KLÜB is very funny at times, blending pathos, Grand Guignol and surrealistic nonsense into an anxious gestalt of over-the-top, exuberantly performed characters. A washed-up actor with a surgically-created blowhard, a bitter clown, a suicide-obsessed mime, a brother act, an Orphan Annie version of Baby Jane, Annie’s long-suffering sister, a man who drinks toxic chemicals and regurgitates celebrity perfumes, a melodramatic seer; characters that are often just hysterical gags, though a few achieve intelligible drama.



A Double Ending

Playwright Mitch Watson, then, crafts a nihilistic scenario. Nothing means anything, nothing matters. The director is making it up as he goes along and the performers are merely being strung along an endless roller coaster of existential angst. It’s all rather classic stuff, if a bit bourgeois in that re-stating an old problem doesn’t really count as confronting it. To throw audiences into the bottomless end of the philosophical pool, Watson opts for a double-ending. The first, equivalent to taking the god out of deus ex machine, is entirely sensible given the play’s premise of actors compelled to set aside the mask of their performances to acknowledge their true selves. But for all the rich material, allegorical and dramatic, to be had in this ending, Watson has to toss it all aside to provide yet another twist that not only takes god out of the machine, but takes the machine out of the machine. In one fell swoop, KLÜB is not so much existential but on the solipsistic side of nihilism.

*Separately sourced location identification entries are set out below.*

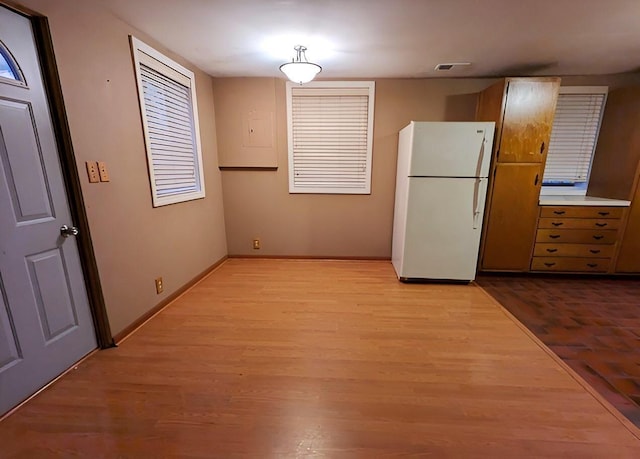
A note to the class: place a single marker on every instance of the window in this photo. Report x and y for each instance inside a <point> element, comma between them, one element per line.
<point>170,121</point>
<point>330,128</point>
<point>573,139</point>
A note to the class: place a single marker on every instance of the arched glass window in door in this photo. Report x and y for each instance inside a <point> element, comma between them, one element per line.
<point>8,66</point>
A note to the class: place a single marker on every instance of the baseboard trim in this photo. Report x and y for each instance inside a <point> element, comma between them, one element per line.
<point>311,257</point>
<point>136,325</point>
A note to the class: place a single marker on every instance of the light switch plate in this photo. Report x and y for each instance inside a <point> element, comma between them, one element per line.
<point>92,172</point>
<point>102,170</point>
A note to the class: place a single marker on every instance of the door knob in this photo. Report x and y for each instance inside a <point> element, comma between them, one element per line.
<point>66,231</point>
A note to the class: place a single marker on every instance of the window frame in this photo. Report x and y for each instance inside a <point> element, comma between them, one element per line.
<point>150,57</point>
<point>580,188</point>
<point>369,86</point>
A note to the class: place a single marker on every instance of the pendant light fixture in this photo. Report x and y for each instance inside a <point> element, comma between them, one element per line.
<point>299,70</point>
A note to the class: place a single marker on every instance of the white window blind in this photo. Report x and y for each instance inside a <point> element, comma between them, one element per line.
<point>167,100</point>
<point>574,135</point>
<point>330,137</point>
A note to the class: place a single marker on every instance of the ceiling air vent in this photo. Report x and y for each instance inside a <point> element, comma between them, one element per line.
<point>449,66</point>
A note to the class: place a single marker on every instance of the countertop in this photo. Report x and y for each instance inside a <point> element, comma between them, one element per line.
<point>573,200</point>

Like Keiser Soze at the end of The Usual Suspects, KLÜB leaves only doubt – that old boor – in its wake.

The philosophical knots are interesting, to be sure, in that they give KLÜB the delicious thrill that only clever experimental art can. But they are also nothing that a good reading of Nietzsche can’t cure. Like the endlessly irritating what-is-real? debate that plagues the last two films of the Matrix trilogy, the how-do-we-escape-KLÜB? issue is ultimately overbaked. KLÜB ends up saying that nothing can be said (or meaning that nothing can be meant). Not even the existential despair of characters trapped in an endlessly looping performance can be trusted, which makes the whole production an intellectual exercise without much blood pumping in its heart. The program invites comparisons to Sartre’s No Exit – for unsurprising reasons involving, well, the lack of an exit – but the comparison to Sartre’s vehicle for observing that hell is other people also highlights KLÜB’s shortcomings.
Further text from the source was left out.